China has neither the entrepreneurial nimbleness of America nor the capable public finance systems of Western Europe, but it is putting a lot of money into digital dominance. The question is whether this will be enough.

The EU’s managed to slide past Russia and a few other global players to secure the third-place slot thanks to Western Europe’s tortoise strategy (where the US is the hare). Gill predicts that the skyrocketing income-gap in the US could widen, thus making it more difficult for US innovation to continue. Europe’s greatest strength, as far as the AI race is concerned, appears to be having a better existing infrastructure and taxation system in place. The argument here is that the EU could slide to the forefront by sheer virtue of steady, measured growth.

And then there’s the current front runner and predicted winner: The US. Silicon Valley and a fistful of trillion-dollar companies have the US poised to claim AI supremacy by 2030 and it’s hard to imagine a scenario where the competition overtakes it.
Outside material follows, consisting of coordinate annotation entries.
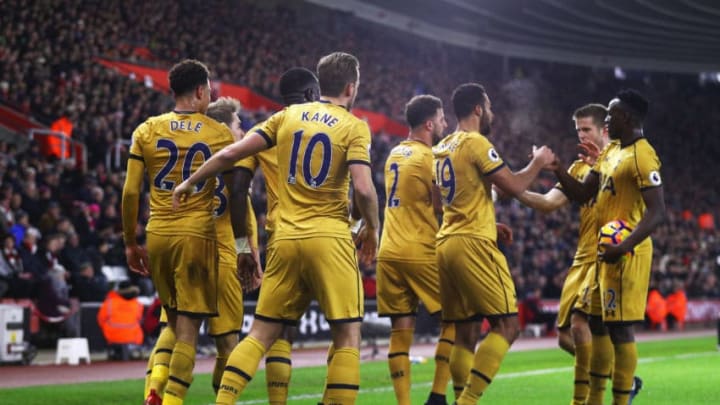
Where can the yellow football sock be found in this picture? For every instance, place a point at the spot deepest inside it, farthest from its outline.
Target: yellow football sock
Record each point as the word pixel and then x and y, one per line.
pixel 488 357
pixel 460 364
pixel 343 379
pixel 182 363
pixel 240 369
pixel 220 362
pixel 442 359
pixel 625 364
pixel 148 372
pixel 161 361
pixel 582 372
pixel 399 363
pixel 600 367
pixel 277 371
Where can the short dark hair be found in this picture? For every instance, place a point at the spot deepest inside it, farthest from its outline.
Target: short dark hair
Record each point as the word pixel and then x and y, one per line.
pixel 187 75
pixel 597 112
pixel 466 97
pixel 296 80
pixel 335 71
pixel 223 109
pixel 420 109
pixel 636 103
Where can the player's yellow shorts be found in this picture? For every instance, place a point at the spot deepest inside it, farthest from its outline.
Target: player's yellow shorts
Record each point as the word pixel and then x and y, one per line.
pixel 588 295
pixel 401 284
pixel 571 291
pixel 624 288
pixel 184 270
pixel 298 270
pixel 474 280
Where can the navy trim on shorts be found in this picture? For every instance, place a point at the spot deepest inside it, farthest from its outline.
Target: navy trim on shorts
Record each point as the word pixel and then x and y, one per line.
pixel 277 320
pixel 197 315
pixel 236 331
pixel 345 320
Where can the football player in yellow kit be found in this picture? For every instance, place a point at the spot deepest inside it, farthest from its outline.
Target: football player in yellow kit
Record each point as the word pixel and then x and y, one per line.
pixel 626 184
pixel 182 255
pixel 320 145
pixel 475 281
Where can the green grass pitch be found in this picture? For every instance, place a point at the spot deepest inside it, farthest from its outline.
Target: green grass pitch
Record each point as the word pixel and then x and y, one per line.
pixel 684 371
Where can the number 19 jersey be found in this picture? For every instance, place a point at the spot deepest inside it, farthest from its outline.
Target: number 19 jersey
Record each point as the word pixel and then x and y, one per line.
pixel 462 162
pixel 173 146
pixel 315 144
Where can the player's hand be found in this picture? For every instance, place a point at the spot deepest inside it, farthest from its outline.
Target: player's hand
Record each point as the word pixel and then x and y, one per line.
pixel 181 193
pixel 544 156
pixel 589 152
pixel 504 233
pixel 137 259
pixel 246 270
pixel 367 239
pixel 611 253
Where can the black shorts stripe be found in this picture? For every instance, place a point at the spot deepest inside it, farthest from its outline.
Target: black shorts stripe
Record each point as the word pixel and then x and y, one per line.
pixel 343 387
pixel 239 372
pixel 278 360
pixel 358 162
pixel 481 375
pixel 179 381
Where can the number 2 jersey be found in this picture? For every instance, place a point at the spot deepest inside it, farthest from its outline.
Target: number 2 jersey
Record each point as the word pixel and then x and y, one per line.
pixel 410 225
pixel 172 147
pixel 315 144
pixel 462 162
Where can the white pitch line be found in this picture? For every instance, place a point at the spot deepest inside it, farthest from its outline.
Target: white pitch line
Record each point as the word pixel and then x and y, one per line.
pixel 518 374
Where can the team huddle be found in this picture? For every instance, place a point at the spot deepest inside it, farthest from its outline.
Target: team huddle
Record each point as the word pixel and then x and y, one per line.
pixel 315 156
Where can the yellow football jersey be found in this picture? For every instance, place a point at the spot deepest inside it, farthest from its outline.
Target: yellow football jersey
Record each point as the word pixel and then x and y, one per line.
pixel 624 173
pixel 587 235
pixel 315 143
pixel 172 146
pixel 267 160
pixel 462 162
pixel 410 225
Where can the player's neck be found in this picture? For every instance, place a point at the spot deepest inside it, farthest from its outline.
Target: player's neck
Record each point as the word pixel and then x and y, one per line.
pixel 420 136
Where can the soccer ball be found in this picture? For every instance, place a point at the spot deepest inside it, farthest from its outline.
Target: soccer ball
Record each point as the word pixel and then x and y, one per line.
pixel 613 233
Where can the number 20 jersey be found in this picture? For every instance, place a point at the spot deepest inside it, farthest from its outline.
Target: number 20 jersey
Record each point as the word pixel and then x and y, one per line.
pixel 173 146
pixel 462 160
pixel 315 144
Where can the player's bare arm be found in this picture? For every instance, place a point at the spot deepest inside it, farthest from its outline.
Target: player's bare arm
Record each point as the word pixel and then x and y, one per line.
pixel 654 216
pixel 219 162
pixel 515 183
pixel 548 202
pixel 136 255
pixel 248 267
pixel 366 199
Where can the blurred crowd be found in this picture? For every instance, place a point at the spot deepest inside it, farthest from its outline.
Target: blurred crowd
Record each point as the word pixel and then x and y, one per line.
pixel 61 225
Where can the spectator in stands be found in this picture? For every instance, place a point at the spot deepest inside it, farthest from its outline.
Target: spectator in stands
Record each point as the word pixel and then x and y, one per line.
pixel 120 318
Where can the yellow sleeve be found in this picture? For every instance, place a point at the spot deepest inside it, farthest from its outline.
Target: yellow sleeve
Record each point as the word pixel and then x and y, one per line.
pixel 359 144
pixel 484 155
pixel 251 222
pixel 648 168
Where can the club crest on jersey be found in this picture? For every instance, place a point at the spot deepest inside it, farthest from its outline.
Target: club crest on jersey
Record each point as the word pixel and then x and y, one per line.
pixel 655 179
pixel 494 157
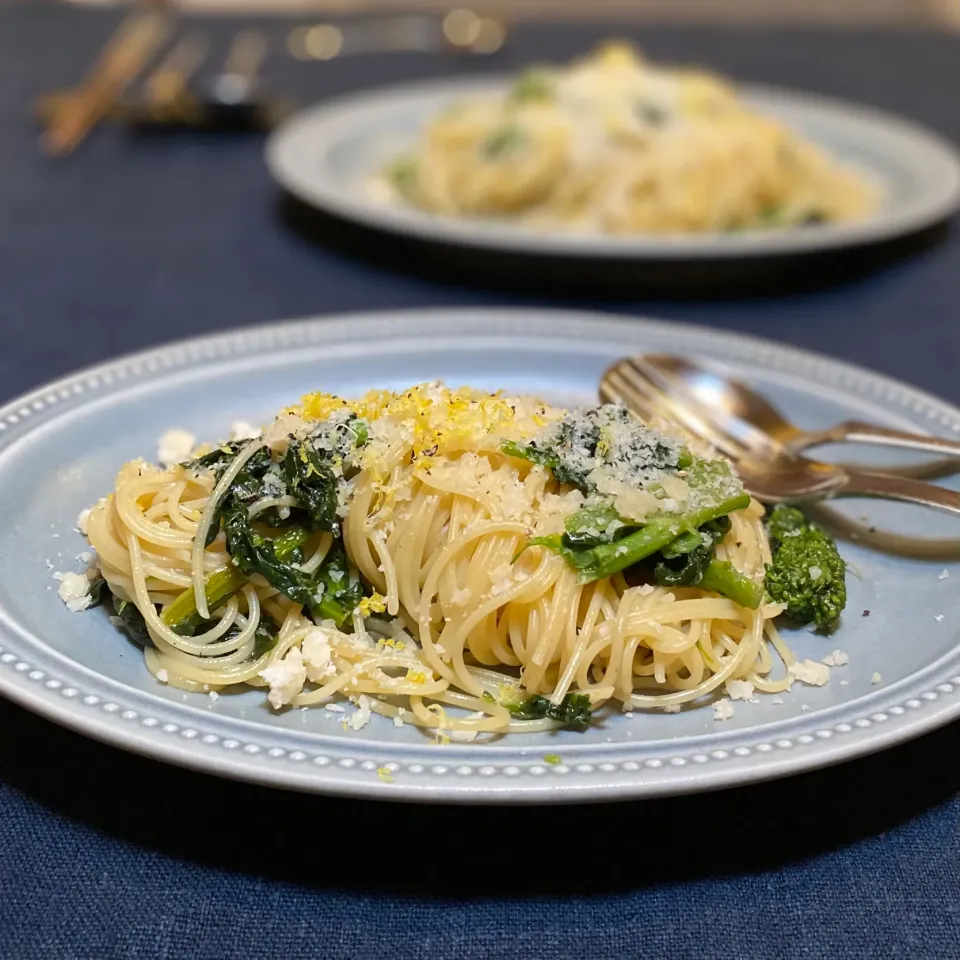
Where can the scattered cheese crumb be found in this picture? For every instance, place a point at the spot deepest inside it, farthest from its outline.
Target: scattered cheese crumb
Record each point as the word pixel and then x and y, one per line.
pixel 317 655
pixel 175 446
pixel 464 736
pixel 241 430
pixel 811 672
pixel 362 717
pixel 82 519
pixel 722 709
pixel 286 678
pixel 74 590
pixel 837 659
pixel 739 689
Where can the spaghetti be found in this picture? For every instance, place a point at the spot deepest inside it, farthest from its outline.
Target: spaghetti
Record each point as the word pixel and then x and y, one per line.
pixel 460 561
pixel 615 145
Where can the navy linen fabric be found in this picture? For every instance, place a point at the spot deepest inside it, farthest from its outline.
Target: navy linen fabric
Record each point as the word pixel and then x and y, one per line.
pixel 102 855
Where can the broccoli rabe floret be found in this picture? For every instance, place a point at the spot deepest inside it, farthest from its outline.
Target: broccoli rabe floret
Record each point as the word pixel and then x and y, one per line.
pixel 807 574
pixel 573 711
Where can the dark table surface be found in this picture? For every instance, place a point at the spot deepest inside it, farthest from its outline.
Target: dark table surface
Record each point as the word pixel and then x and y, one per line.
pixel 131 242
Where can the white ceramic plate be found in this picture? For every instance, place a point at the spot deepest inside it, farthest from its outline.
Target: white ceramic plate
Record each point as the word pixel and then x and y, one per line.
pixel 328 154
pixel 61 446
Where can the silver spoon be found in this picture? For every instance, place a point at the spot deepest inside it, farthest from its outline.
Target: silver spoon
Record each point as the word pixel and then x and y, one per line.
pixel 737 402
pixel 769 471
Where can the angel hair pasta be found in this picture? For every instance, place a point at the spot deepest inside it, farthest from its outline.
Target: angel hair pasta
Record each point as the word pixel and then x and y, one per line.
pixel 614 144
pixel 453 559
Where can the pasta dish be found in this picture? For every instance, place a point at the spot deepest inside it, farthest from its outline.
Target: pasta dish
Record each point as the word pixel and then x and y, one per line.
pixel 616 145
pixel 461 561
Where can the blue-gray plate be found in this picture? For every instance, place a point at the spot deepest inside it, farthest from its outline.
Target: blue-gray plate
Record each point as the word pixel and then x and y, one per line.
pixel 60 448
pixel 328 155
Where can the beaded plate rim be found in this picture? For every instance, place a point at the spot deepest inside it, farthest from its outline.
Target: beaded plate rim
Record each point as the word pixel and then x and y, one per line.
pixel 62 690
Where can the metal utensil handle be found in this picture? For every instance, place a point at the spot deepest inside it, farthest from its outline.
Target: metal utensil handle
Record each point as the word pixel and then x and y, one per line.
pixel 865 483
pixel 855 431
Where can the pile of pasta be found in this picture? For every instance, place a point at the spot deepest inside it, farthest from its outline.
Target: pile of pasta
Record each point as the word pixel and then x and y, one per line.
pixel 443 607
pixel 617 145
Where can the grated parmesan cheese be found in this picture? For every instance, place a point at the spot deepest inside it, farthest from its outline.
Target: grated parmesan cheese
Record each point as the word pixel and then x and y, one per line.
pixel 836 659
pixel 74 590
pixel 739 689
pixel 175 446
pixel 82 519
pixel 810 672
pixel 241 430
pixel 286 678
pixel 362 715
pixel 722 709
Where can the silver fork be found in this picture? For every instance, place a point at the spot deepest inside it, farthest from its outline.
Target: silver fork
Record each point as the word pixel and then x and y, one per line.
pixel 768 470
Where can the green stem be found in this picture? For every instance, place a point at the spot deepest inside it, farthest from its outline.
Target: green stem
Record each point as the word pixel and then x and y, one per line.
pixel 181 615
pixel 609 558
pixel 724 578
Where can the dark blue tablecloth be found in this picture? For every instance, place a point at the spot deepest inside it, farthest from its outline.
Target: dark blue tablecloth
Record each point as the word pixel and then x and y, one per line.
pixel 105 855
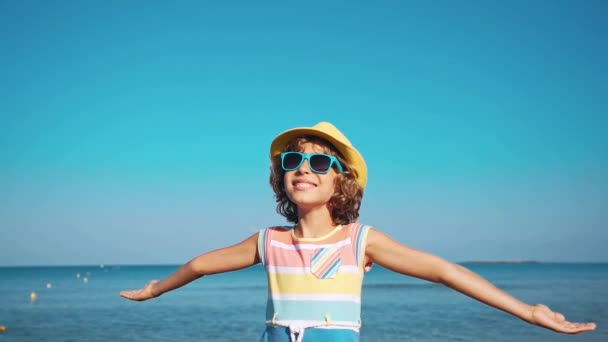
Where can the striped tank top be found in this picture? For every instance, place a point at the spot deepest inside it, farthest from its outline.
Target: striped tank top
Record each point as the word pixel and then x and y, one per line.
pixel 314 282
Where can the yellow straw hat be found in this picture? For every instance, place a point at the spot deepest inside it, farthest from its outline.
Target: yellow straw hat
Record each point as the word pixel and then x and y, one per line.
pixel 329 132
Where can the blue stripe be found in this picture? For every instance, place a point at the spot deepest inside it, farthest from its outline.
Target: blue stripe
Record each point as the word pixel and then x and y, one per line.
pixel 331 272
pixel 313 310
pixel 319 254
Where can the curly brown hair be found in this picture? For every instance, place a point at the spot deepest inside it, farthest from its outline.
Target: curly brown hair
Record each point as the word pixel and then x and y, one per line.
pixel 345 203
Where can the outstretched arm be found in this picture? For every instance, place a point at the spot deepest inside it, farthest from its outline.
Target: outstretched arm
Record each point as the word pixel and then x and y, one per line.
pixel 390 254
pixel 227 259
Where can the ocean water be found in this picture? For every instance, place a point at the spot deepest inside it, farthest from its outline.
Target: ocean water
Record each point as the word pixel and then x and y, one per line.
pixel 230 307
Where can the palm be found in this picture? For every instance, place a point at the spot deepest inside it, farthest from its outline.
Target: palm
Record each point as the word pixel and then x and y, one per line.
pixel 141 294
pixel 543 316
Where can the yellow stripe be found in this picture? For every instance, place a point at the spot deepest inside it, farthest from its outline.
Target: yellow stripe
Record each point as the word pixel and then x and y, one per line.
pixel 343 283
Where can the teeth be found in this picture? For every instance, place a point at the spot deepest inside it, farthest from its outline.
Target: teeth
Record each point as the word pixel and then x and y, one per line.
pixel 303 186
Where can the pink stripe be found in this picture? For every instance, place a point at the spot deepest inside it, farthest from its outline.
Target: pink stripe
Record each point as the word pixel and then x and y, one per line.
pixel 327 265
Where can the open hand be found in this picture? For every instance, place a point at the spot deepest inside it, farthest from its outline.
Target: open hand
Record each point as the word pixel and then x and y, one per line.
pixel 141 294
pixel 544 317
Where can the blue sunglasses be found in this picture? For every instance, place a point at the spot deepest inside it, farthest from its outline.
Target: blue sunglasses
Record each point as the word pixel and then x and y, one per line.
pixel 318 162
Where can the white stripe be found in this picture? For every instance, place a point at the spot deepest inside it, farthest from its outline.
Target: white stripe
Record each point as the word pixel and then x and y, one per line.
pixel 301 246
pixel 318 297
pixel 315 324
pixel 306 270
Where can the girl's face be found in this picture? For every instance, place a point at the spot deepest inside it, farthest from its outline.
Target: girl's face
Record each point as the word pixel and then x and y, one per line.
pixel 308 189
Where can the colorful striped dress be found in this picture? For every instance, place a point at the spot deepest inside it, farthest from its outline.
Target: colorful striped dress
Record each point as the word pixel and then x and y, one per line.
pixel 314 284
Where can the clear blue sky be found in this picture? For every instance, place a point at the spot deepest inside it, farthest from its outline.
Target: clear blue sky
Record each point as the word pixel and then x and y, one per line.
pixel 138 132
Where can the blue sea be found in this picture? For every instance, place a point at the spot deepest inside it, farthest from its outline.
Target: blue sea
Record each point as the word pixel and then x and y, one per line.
pixel 231 307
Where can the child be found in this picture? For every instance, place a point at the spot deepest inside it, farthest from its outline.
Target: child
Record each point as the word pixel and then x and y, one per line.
pixel 315 268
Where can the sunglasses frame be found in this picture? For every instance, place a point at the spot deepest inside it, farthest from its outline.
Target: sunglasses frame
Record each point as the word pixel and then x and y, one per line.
pixel 306 156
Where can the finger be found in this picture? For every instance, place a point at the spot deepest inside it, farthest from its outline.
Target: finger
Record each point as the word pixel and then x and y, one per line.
pixel 559 317
pixel 575 328
pixel 129 294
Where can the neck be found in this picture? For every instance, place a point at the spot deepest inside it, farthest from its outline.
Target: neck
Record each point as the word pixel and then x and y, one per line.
pixel 314 223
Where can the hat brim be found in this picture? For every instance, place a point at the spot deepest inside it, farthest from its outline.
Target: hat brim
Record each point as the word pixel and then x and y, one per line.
pixel 350 154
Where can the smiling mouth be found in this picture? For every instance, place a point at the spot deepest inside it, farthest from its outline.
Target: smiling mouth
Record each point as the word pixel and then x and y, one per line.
pixel 303 186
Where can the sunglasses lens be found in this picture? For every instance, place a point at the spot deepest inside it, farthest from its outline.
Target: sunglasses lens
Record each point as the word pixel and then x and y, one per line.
pixel 291 161
pixel 320 163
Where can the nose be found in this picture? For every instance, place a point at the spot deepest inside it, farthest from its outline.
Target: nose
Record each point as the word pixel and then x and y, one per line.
pixel 304 167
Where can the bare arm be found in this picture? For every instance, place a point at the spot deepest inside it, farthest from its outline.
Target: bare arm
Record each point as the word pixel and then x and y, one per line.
pixel 390 254
pixel 235 257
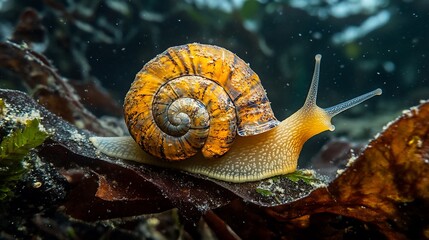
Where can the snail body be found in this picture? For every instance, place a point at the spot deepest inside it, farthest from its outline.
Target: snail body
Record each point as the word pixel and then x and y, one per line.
pixel 201 109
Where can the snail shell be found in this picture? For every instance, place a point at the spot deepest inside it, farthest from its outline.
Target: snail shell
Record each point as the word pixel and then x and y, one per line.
pixel 194 97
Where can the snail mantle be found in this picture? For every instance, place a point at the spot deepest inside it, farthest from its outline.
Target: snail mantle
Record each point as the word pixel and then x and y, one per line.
pixel 201 109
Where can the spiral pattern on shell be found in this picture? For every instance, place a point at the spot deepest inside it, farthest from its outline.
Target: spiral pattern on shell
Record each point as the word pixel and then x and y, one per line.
pixel 194 97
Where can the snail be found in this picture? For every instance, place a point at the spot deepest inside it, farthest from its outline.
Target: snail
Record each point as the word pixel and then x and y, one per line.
pixel 201 109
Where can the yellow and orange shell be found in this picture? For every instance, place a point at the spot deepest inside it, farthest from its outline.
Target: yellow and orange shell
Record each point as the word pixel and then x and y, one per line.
pixel 194 98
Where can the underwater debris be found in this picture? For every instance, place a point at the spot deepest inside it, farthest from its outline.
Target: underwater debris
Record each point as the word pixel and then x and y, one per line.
pixel 14 148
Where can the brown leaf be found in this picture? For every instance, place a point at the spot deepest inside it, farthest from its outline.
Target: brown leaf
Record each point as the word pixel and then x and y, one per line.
pixel 113 188
pixel 387 186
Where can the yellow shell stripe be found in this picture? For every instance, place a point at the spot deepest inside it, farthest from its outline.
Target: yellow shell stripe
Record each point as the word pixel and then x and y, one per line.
pixel 197 62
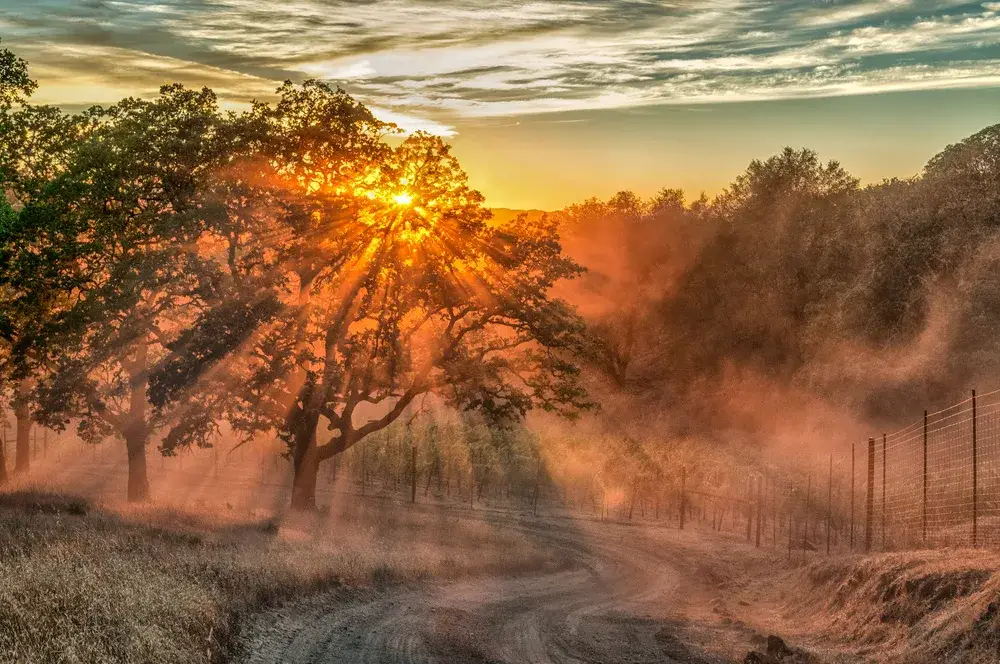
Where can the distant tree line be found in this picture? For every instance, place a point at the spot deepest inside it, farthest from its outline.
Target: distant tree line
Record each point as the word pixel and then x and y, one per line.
pixel 869 298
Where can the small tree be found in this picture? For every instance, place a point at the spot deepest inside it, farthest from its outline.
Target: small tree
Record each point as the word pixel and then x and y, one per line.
pixel 375 278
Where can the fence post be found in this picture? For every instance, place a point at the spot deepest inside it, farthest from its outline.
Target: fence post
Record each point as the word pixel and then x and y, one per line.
pixel 975 475
pixel 870 507
pixel 760 507
pixel 852 496
pixel 884 546
pixel 791 512
pixel 774 512
pixel 829 506
pixel 683 483
pixel 805 535
pixel 924 517
pixel 749 502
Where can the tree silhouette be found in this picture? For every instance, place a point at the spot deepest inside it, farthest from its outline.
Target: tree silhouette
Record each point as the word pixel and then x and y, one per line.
pixel 374 278
pixel 107 238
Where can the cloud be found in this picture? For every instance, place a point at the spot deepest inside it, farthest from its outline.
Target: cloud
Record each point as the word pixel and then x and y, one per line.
pixel 428 63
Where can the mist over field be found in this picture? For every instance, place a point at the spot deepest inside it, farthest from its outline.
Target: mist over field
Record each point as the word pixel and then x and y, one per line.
pixel 280 381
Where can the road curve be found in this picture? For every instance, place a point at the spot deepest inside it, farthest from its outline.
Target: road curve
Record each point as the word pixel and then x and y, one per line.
pixel 632 595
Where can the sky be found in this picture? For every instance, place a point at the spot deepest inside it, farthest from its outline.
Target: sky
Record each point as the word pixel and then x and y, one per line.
pixel 548 103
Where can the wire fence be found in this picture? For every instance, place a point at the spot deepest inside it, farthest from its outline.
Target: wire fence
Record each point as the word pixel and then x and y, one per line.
pixel 935 482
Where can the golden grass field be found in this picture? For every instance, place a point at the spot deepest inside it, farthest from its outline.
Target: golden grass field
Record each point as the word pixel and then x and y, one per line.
pixel 85 583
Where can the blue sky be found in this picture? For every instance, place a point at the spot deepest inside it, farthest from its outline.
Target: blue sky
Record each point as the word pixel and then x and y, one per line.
pixel 478 71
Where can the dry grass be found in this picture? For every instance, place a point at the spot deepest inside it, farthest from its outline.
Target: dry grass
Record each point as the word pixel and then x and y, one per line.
pixel 82 584
pixel 918 607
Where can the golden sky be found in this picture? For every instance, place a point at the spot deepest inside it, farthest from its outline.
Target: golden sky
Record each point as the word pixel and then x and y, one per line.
pixel 548 103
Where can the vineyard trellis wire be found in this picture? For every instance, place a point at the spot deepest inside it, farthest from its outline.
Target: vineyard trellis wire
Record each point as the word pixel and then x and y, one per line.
pixel 935 482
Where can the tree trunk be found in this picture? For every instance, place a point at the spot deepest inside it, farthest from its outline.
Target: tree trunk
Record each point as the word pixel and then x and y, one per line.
pixel 136 431
pixel 138 480
pixel 304 483
pixel 22 452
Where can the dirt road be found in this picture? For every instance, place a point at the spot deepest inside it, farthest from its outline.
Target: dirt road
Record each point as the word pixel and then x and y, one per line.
pixel 631 594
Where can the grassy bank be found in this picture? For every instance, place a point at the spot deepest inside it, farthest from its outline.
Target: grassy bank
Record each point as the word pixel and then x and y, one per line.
pixel 920 607
pixel 83 583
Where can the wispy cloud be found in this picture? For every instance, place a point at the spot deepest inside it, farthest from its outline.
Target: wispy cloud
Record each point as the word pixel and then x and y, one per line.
pixel 428 63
Basically, Gill says the race is the US’s to lose:

Perhaps we should look instead at the willingness of economies to remedy their shortcomings. China has to find ways to encourage entrepreneurship and address the massive disparities in education and wealth. Europe has to mobilize large amounts of money and make it easier for investors anywhere to bring inventions to the Single Market. The United States just has to quickly figure out ways to restore competition in tech, finance, health, and public education, so its redistribution systems are not strained.